The history of the Russian and American space programs has been a fraught one. But since the Space Race, when the Soviet Union and America strove to outdo each other in space-based technological prowess, relations between the two teams have improved significantly, even to the point they now cohabit the International Space Station (ISS).
But it appears one thing the two countries still can’t agree on is the necessity to drink their own urine.
The crew aboard the ISS had previously depended on water shuttled to the craft via cargo rockets, until a system was implemented in 2003 consisting of a distiller and an assortment of filters designed to process the astronauts' urine and sweat into clean drinking water. With this system in place, they are able to produce 2,700 kilograms (6,000 pounds) of water per year, which means the station can host six crew members instead of three.
The need for a water recycling system became apparent when a series of cargo spacecraft containing vital supplies failed to reach the ISS. With this system in place the station is more self-sustainable, and is classed as its own self-contained environment.
The ISS has two water filtration systems in place, one that the Americans use, and one the Russians use. The Russians use silver to disinfect their water, whereas the Americans use iodine. However due to iodine needing to be filtered from the water supply, NASA has reportedly decided to switch over to silver-ionized water on future missions. But although the Russians also recycle their sweat and condensate from the air, they flat out refuse to drink recycled urine – something that is done on the U.S. side.
Although many of you may cringe at the prospect of drinking your own urine, Bob Bagdigian, the Environmental Control Life Support System project manager at NASA’s Marshall Space Flight Center, is happy with the quality. “The water that we produce meets or exceeds most municipal water product standards,” he told Nasa.gov.

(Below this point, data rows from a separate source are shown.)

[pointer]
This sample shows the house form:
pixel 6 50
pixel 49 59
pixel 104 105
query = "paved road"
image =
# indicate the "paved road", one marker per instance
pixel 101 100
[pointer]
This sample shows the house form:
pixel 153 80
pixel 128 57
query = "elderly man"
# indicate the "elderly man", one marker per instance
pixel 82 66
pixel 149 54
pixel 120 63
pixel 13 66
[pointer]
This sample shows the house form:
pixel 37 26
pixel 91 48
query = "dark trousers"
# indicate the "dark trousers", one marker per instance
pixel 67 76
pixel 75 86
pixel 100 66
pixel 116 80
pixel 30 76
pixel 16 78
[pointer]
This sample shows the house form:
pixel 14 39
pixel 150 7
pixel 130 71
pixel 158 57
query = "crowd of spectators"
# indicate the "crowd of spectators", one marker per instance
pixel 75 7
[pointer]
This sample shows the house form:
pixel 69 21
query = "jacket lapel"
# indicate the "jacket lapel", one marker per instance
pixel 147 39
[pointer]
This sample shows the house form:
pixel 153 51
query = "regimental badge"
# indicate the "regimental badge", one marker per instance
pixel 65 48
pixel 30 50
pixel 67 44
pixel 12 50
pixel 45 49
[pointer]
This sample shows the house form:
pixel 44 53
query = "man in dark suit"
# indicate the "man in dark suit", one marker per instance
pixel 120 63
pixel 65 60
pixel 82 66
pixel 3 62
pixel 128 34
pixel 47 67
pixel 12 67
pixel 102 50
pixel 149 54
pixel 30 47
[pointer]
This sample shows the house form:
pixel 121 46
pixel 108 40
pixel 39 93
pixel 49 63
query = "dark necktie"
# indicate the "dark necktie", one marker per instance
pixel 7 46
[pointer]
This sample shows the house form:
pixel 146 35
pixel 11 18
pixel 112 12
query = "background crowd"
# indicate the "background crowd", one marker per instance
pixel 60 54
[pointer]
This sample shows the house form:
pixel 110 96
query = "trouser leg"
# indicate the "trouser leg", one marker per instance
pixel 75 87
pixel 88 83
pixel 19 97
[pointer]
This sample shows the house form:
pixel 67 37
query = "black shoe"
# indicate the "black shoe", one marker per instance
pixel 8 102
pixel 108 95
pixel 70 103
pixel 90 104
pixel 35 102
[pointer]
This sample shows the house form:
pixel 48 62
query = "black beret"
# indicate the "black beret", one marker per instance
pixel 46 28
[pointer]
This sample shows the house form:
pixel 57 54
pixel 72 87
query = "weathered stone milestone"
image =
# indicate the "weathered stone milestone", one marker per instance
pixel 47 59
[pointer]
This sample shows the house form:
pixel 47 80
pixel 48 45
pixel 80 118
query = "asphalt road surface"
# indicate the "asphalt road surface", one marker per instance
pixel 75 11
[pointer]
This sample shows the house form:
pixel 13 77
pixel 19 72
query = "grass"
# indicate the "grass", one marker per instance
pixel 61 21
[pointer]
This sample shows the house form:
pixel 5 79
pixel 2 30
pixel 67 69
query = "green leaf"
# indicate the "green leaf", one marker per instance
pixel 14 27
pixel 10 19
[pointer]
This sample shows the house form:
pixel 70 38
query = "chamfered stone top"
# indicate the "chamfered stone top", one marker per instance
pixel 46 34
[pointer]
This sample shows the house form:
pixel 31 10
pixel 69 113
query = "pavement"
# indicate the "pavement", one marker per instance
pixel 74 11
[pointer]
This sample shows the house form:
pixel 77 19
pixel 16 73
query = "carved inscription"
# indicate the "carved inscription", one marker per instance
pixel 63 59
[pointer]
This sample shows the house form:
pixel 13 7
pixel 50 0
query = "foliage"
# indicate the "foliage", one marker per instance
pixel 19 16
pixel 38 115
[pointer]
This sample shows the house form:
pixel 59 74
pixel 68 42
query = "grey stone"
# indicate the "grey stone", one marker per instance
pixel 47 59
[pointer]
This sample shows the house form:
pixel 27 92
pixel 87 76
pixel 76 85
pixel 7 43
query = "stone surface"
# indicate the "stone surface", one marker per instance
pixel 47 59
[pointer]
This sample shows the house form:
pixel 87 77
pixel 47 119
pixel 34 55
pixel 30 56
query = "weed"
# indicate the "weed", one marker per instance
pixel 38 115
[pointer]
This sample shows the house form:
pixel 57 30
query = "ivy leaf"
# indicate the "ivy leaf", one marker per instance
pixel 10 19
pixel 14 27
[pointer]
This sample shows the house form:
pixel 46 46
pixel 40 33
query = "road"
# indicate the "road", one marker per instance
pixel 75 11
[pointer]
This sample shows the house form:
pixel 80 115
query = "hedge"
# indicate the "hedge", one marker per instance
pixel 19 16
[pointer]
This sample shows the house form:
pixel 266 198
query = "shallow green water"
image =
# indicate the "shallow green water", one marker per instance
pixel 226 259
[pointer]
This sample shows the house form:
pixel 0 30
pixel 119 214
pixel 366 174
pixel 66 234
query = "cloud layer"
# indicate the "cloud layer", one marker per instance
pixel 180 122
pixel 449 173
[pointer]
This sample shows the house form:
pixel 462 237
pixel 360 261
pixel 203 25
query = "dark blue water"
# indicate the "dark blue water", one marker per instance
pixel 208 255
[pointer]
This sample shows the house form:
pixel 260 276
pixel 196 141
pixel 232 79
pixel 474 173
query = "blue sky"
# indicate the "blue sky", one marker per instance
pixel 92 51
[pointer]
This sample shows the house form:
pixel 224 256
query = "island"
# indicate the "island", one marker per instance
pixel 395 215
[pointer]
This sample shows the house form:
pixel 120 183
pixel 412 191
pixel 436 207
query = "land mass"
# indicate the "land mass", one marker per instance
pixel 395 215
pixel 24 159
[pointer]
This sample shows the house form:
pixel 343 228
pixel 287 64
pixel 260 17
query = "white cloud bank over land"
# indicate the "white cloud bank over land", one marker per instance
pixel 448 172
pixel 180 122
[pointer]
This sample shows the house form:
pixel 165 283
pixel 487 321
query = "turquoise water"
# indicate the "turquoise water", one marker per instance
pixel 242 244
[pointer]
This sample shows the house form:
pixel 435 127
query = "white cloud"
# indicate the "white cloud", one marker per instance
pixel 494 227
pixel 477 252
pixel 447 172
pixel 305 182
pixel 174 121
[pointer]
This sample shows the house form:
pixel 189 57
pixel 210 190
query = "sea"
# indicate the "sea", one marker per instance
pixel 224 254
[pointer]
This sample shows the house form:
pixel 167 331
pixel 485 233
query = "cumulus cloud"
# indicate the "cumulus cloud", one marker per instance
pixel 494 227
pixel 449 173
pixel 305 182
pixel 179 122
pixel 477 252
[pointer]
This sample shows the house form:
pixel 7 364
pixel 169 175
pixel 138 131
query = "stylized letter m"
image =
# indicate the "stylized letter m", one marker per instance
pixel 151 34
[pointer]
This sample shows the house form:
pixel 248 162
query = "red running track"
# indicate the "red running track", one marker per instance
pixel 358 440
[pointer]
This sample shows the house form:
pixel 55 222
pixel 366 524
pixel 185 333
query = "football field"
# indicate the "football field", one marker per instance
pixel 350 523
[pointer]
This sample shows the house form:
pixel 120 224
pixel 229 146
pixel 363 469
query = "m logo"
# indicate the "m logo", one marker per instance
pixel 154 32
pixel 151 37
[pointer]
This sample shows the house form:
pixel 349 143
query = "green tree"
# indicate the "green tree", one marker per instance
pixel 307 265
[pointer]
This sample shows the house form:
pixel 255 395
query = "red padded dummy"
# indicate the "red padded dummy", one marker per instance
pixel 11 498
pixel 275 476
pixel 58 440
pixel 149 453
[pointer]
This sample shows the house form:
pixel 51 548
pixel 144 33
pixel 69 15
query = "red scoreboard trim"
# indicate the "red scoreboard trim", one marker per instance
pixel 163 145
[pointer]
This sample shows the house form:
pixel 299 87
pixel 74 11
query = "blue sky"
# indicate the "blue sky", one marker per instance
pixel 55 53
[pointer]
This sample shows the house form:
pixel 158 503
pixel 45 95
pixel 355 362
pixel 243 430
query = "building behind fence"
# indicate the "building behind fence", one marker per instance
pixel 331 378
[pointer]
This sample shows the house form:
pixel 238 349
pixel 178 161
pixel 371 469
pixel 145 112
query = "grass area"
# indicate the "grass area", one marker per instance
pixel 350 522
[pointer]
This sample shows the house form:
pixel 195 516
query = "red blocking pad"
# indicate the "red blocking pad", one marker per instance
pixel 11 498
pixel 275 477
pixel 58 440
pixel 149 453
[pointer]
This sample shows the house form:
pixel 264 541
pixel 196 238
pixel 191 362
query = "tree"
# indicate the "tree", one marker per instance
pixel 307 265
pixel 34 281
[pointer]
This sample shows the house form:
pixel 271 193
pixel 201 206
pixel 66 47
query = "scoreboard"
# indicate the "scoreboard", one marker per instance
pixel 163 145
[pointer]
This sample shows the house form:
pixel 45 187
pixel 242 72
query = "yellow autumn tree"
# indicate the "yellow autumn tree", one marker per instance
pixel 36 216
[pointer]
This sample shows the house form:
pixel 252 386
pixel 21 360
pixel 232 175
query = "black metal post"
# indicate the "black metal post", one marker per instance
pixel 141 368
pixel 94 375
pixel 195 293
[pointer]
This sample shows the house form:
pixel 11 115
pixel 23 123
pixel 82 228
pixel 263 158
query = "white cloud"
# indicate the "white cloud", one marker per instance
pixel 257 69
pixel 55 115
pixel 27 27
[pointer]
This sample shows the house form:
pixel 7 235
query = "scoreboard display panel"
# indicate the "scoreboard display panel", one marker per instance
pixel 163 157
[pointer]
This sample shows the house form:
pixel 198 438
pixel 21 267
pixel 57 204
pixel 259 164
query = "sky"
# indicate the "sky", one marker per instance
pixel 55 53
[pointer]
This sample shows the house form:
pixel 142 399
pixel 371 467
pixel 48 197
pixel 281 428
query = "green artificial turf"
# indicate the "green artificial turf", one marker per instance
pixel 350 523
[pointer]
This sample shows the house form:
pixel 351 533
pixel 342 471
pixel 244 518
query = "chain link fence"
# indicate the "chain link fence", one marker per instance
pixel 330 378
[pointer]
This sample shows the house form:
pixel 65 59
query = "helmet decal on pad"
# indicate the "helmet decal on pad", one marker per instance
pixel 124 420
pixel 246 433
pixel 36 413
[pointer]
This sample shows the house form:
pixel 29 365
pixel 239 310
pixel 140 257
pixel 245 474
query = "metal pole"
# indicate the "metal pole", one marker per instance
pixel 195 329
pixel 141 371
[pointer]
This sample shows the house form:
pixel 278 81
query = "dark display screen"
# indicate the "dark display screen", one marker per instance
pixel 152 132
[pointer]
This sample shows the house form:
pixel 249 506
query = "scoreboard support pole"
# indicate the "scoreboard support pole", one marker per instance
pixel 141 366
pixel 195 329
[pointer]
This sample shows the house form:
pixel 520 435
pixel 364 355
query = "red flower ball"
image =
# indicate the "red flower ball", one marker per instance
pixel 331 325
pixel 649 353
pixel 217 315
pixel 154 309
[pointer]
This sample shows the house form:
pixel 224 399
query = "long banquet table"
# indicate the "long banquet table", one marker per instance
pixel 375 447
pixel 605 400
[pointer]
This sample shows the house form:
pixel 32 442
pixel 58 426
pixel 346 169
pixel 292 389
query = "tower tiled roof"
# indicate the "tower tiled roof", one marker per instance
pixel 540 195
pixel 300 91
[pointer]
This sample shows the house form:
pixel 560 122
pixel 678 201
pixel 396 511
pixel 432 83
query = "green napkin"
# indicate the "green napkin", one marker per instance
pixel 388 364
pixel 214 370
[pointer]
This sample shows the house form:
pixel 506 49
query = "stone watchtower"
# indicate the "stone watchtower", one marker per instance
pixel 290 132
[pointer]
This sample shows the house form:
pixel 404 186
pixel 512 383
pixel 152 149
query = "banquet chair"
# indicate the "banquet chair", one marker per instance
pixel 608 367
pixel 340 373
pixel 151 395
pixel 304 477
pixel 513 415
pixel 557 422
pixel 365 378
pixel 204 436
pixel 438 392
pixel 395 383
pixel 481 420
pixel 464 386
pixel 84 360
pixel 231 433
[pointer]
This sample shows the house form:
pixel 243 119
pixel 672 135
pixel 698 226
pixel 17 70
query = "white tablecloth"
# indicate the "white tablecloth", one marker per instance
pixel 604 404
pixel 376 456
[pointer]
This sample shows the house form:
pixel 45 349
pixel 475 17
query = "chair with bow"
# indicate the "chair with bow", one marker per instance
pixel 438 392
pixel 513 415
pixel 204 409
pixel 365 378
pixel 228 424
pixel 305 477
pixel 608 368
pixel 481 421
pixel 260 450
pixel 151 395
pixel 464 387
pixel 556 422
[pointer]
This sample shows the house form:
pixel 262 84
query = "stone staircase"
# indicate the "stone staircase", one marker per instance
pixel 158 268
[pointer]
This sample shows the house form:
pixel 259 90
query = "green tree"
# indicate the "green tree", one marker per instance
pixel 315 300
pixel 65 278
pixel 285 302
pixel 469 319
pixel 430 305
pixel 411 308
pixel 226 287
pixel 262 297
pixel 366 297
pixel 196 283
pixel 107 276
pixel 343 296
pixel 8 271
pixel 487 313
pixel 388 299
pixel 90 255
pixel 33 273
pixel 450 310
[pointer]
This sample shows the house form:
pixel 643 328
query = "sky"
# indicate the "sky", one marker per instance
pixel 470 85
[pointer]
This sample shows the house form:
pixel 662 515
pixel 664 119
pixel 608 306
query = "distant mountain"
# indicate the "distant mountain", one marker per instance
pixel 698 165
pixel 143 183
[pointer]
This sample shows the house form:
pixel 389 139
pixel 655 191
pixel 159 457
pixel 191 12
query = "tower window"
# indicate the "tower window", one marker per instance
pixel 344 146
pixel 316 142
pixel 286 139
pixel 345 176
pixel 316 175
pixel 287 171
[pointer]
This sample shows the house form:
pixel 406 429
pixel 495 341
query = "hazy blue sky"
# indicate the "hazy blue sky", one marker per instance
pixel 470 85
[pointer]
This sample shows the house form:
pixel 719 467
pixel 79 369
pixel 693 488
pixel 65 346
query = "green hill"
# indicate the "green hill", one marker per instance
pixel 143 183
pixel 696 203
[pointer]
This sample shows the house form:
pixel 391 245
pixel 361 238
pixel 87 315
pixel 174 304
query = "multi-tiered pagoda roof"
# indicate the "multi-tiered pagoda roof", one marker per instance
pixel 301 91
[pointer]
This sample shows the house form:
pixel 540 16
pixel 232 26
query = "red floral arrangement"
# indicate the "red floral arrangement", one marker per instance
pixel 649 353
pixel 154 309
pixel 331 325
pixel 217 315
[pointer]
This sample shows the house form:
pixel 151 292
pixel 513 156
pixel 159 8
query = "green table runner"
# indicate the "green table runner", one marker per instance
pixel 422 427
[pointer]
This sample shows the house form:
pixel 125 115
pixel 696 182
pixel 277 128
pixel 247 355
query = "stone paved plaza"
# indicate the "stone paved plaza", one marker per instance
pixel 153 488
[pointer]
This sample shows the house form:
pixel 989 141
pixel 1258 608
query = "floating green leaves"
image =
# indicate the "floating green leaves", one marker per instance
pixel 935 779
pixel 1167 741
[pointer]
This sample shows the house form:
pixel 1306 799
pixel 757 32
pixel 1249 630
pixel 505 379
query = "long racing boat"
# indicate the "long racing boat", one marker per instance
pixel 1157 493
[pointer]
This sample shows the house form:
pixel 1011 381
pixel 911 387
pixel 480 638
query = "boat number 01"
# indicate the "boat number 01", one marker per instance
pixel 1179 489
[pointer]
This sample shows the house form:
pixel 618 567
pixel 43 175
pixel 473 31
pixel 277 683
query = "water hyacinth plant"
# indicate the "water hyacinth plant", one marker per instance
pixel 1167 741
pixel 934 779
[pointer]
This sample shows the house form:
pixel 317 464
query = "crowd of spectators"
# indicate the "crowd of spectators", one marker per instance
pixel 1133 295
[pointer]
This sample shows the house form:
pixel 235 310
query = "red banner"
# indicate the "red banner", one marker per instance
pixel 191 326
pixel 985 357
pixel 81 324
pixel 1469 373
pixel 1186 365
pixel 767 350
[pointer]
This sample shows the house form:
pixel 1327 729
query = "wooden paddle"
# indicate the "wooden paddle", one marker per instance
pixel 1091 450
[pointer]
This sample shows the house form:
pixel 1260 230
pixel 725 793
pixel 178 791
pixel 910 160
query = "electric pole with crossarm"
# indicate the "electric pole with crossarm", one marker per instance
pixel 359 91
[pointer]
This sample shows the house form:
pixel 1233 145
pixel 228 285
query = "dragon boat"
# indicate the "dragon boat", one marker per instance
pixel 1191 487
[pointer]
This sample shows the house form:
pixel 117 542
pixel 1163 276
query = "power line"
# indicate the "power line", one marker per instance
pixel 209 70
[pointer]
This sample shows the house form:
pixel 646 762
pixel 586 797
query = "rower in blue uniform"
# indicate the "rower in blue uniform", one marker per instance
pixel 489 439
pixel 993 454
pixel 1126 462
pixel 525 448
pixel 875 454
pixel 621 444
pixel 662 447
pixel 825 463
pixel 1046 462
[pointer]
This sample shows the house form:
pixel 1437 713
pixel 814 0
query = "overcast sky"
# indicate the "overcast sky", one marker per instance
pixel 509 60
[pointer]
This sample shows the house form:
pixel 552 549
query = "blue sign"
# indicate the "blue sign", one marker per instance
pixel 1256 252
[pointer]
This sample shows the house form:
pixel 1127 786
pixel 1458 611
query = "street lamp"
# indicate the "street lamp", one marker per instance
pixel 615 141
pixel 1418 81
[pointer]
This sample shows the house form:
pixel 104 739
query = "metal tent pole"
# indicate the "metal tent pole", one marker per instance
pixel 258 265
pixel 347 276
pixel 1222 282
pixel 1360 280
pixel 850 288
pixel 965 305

Layne Carter, water subsystem manager for the ISS, agreed. “It tastes like bottled water, as long as you can psychologically get past the point that it’s recycled urine and condensate that comes out of the air.” Carter told Bloomberg:
Astronaut Chris Hadfield explains in the following video that they reclaim 93% of water aboard the ISS, including shower water, sweat, urine and – wait for it – the urine of the experimental rats that also live aboard the ISS. They occasionally even use the Russians' urine too.
Would you drink your friends' urine and shower run-off – even if it had been through rigorous purification?